According to a study published in the journal Neurology, the time that people reported drinking moderately or heavily increased their risk of stroke. A moderate or heavy drinker consumes 105 grams or more per week. This equates to 15 ounces daily, or just a little more than one drink.
New Delhi: Researchers have cautioned that people in their 20s and 30s who consume moderate to heavy amounts of alcohol may be more susceptible to having a stroke as young adults than those who consume little to no alcohol.
The risk of stroke increased, according to a study published in the journal Neurology, the longer people reported drinking moderately or heavily.
According to study author Eue-Keun Choi of Seoul National University in South Korea, “The rate of stroke among young adults has been increasing over the last few decades, and stroke in young adults causes death and serious disability.”
“Reducing alcohol consumption could have a significant impact on people’s health and the overall burden of stroke on society,” Choi continued.
Moderate or heavy drinkers consumed 105 grams or more each week.
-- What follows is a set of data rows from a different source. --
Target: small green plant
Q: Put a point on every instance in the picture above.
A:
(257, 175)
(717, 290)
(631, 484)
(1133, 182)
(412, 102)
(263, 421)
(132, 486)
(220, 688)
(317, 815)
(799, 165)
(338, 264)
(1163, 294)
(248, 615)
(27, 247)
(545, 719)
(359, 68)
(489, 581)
This equates to 15 ounces daily, or just a bit more than one drink.
The amount of alcohol in a typical drink is about 14 grams, equal to 12 ounces of beer, 5 ounces of wine, or 1.5 ounces of liquor.
The study included over 1.5 million participants. Three thousand one hundred fifty-three people experienced a stroke during the study.
About 20% more people had strokes during the study than light drinkers or those who abstained from alcohol if they had been moderate to heavy drinkers for two or more years.
The risk of stroke increased with the duration of moderate to heavy drinking.
Two years of moderate to heavy drinking was associated with a 19% increased risk, three years with a 22% increased risk, and four years with a 23% increased risk.
These findings came after the researchers considered additional risk factors for stroke, such as high blood pressure, smoking, and body mass index.
A higher risk of hemorrhagic stroke is primarily brought by the association or stroke brought on by brain bleeding.
“Any strategy to prevent stroke should emphasize reducing alcohol consumption in young adults with heavy drinking habits,” Choi said.